Es schien eine Sternstunde für den Tetrarchen: Nuancenreich die Diktion gleich einem Schauspieler charakterisierte Peter Bronder diese unangenehm hoch liegende Partie mit enorm vokalen tenoralen Glanzpunkten. Höhensicher und klanglich scharf akzentuiert lässt Bronder keinen Zweifel, dass von diesem triebgesteuerten Herodes auch einiges an Bedrohung ausgehen kann.

Ungewöhnlich mit schönen Stimmen formierten sich die fünf Juden Christian Sturm, Benedikt Nawrath, Christoph Wittmann, David Lee, Joachim Goltz zum sonst penetranten Gezeter. Ausgezeichnet formierten sich ebenso Sung Ha, Markus Grassmann  (Nazarener), Torben Jürgens, Stephan Somburg (Soldaten), Peter Maruhn (Cappadocier), Babett Dörste-Ewald (Sklave) ins explosiv-dramatische Geschehen.

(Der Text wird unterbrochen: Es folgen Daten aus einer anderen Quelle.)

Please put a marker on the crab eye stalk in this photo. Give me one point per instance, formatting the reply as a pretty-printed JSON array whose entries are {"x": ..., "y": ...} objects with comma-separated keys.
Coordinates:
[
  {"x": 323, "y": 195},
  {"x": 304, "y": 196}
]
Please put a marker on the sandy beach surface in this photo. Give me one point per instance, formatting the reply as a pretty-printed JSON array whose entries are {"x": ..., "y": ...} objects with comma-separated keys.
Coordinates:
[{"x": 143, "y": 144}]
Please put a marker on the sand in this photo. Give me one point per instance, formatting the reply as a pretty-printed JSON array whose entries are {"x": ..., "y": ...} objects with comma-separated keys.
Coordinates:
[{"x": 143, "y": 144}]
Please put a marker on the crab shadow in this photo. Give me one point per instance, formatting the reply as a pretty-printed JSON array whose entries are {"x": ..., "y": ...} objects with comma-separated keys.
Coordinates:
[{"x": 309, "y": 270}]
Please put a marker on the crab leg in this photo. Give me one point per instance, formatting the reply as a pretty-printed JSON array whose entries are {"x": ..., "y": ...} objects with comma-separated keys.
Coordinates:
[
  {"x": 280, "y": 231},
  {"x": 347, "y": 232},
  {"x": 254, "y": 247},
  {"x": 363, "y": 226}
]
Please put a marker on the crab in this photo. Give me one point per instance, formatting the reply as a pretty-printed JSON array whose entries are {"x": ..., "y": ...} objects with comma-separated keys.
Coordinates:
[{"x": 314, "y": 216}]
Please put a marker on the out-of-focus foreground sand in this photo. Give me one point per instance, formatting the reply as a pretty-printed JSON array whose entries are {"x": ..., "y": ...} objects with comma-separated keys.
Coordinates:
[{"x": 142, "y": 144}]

Das Publikum war begeistert und feierte alle Mitwirkenden ohne Ausnahme dieser grandiosen Aufführung  12 Minuten in lautstarken Ovationen.

Nun seid bedankt Ihr holden Gönner! Welch lobenswerte  Superidee die Konzertsaison mit einer Oper zu eröffnen, man sollte diesen Gag traditionell wiederholen. Geeignete pausenlose grandiose Raritäten halten de Falla, Massenet etc. bereit.